Non c’era più dubbio: Hitler conferiva a Parigi un ruolo strategico. Restava solo da sapere in che modo Choltitz intendesse eseguire gli ordini che aveva ricevuto personalmente dal Fuhrer. Avrebbe ripreso l’allestimento della Linea Boineburg per difendere Parigi dall’esterno? o si disponeva invece a fare della stessa Parigi un campo di battaglia? Più tardi, nel corso di un drammatico colloquio a quattr’ occhi, Boineburg, ancora ossessionato dal ricordo di Stalingrado, scongiurò il suo successore “di non intraprendere nulla che potesse causare a Parigi distruzioni irreparabili”. Ma a queste parole il viso di Choltitz rimase impenetrabile, come quello del Budda panciuto che troneggiava sul marmo del caminetto non lontano dal ritratto del Fuhrer. Poco prima della mezzanotte all’attendente che lo aspettava nel vestibolo, Dietrich von Choltitz diede il suo primo ordine come comandante di Parigi: «Mayer, fammi preparare una camera all’hotel Meurice». E, volgendosi a Boineburg per congedarsi, aggiunse con una punta di sarcasmo: «Per le giornate che mi attendono avrò bisogno di un posto di combattimento più che di una casa» Quando il rombo della Horch si fu dileguato nella notte, Wilhelm von Boineburg, prendendo il braccio del suo giovane aiutante, mormorò con un sospiro- «I bei giorni di Parigi sono proprio finiti, Arnim…»
DUE PAROLE
L’incarico assegnato dal Fuhrer al generale Choltitz è dei più categorici.
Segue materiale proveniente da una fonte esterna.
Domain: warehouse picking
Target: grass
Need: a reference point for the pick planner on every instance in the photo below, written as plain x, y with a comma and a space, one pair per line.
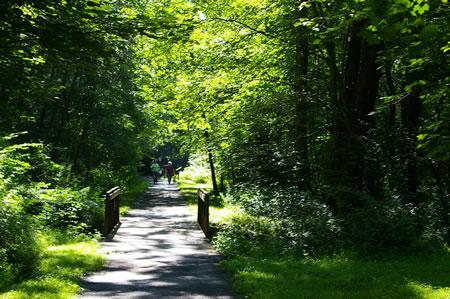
339, 277
59, 272
260, 275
Parigi ad ogni costo. Il romanzo sviluppa i giorni della liberazione di Parigi con la capitale francese ancora contesa alle forze naziste che vogliono in ogni modo evitare la perdita di un ganglio strategico fondamentale per i destini dell’Europa del ’44. Come spesso accade, gli schieramenti però non si dividono nella semplice etichetta di cattivi contro buoni o vincenti contro perdenti. La resistenza francese stessa è infatti scavata fra la rivalità fratricida di francesi comunisti e francesi gollisti. A dovere o volere bruciare è dunque un mondo, un’ideologia, un popolo. Parigi si erge a centro del mondo e dei destini (ne sapete qualcosa se arrivate della lettura di Stalingrado). In una formula già molto apprezzata di ricostruzione storica in forma romanzata, i due autori ripercorrono l’arrivo del 25 agosto 1944 dando voce non solo alle cronache ma anche ai colori, ai pensieri e alle speranza degli uomini che vi hanno partecipato.